Although the physical manifestations of pseudobulbar palsy are crucial, the most conspicuous feature of pseudobulbar palsy is the emotional lability that it engenders. Patients with pseudobulbar palsy tend to burst into tears or, less often, laughter, but not in response to an underlying change in their mood. Often seeming to be awash with emotions, patients seem to alternate between inexplicable euphoria and depression. Neurologists refer to their baseless emotional expressions as pathologic laughing and crying, pseudobulbar affect, or involuntary emotional expression disorder. Amitriptyline, selective serotonin reuptake inhibitors, or a combination of dextromethorphan and quinidine (Nuedexta) may suppress this behavior.

Although pseudobulbar palsy has become the commonly accepted explanation for unwarranted emotional states in people with brain damage, neurologists should not always automatically ascribe tearfulness and sadness to brain damage. They should appreciate that neurologic illness causes a great deal of true sadness. If carefully examined, physicians may find that patients have both depression and pseudobulbar palsy.

In addition, because of the extensive cerebral damage usually underlying pseudobulbar palsy, dementia is comorbid with the emotional lability. Moreover, when the left cerebral hemisphere is heavily damaged, aphasia, usually of the nonfluent variety (see Chapter 8), may be comorbid. The comorbidity might account for aphasic patients crying at minimal provocation. In any case, physicians should evaluate pseudobulbar palsy patients for both dementia and aphasia.

A wide variety of structural lesions and neurodegenerative disorders that damage the frontal lobes or the entire cerebrum may cause pseudobulbar palsy. Multiple cerebral infarctions, traumatic brain injury, MS, Alzheimer disease, and frontotemporal dementia comprise the most common causes. In a special case, congenital cerebral injury (i.e., cerebral palsy) may cause pseudobulbar palsy along with bilateral spasticity and choreoathetosis. Finally, because ALS causes both UMN and LMN damage, it leads to a mixture of bulbar and pseudobulbar palsy. In a major exception to the usual neuropsychiatric manifestations of pseudobulbar palsy, because ALS is exclusively a motor neuron disorder, pseudobulbar palsy in ALS is not usually associated with either dementia or aphasia (see Chapter 5).

Hypoglossal (Twelfth)

The hypoglossal nerves originate from paired nuclei near the midline of the medulla and descend through the base of the medulla (see Fig. 2-9). They pass through the skull and travel down the neck to innervate the tongue muscles. Each nerve innervates the ipsilateral tongue muscles. These muscles move the tongue within the mouth, protrude it, and push it to the contralateral side. With equal muscle innervation, each side’s strength is balanced and the tongue sits or protrudes in the midline.

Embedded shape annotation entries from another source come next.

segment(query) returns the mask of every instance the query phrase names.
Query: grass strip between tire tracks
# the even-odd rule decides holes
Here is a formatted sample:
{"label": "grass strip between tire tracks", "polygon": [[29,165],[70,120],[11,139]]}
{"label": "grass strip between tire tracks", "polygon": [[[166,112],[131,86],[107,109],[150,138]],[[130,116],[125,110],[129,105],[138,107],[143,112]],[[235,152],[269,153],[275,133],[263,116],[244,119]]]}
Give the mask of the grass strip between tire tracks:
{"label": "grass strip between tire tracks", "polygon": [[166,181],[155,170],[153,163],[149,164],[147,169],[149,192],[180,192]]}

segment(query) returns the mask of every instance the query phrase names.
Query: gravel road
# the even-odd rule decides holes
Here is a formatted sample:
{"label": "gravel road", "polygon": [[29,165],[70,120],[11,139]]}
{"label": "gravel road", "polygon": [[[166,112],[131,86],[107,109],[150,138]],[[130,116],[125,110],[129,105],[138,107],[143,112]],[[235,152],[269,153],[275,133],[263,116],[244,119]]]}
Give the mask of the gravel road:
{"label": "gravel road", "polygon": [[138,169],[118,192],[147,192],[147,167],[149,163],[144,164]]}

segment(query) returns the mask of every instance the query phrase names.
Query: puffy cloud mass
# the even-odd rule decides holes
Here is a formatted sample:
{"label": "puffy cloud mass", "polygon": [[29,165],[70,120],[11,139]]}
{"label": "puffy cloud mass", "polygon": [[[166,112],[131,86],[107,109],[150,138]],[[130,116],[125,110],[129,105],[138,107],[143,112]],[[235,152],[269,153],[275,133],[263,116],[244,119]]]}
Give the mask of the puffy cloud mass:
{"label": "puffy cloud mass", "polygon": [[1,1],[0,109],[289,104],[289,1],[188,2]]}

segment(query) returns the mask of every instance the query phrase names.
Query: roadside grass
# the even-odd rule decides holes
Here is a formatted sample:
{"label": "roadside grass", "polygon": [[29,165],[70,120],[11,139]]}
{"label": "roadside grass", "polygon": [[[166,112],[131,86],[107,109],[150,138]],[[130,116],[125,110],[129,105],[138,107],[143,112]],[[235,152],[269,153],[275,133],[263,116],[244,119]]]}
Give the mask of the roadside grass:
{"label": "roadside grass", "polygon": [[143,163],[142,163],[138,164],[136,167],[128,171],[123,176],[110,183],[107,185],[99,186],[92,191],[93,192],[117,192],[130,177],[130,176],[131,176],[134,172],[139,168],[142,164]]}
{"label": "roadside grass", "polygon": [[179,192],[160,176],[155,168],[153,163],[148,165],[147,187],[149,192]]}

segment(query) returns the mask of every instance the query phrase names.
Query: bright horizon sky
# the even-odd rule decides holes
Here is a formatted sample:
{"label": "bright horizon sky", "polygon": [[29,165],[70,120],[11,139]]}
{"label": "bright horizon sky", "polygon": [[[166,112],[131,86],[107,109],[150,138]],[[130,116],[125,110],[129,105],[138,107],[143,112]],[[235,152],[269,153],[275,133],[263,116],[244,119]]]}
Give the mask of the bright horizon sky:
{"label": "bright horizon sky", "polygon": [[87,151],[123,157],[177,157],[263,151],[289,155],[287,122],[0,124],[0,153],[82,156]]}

If one hypoglossal nerve is injured, however, that side of the tongue will become weak and, with time, atrophic. When protruded, the partly weakened tongue deviates toward the weak side (Fig. 4-20). The ipsilateral deviation illustrates the adage, “the tongue points toward the side of the lesion.” If both nerves are injured, as in bulbar palsy, the tongue will become immobile. Because they have hypoglossal LMN dysfunction, ALS patients have tongue fasciculations as well as weakness and atrophy (see Fig. 5-9).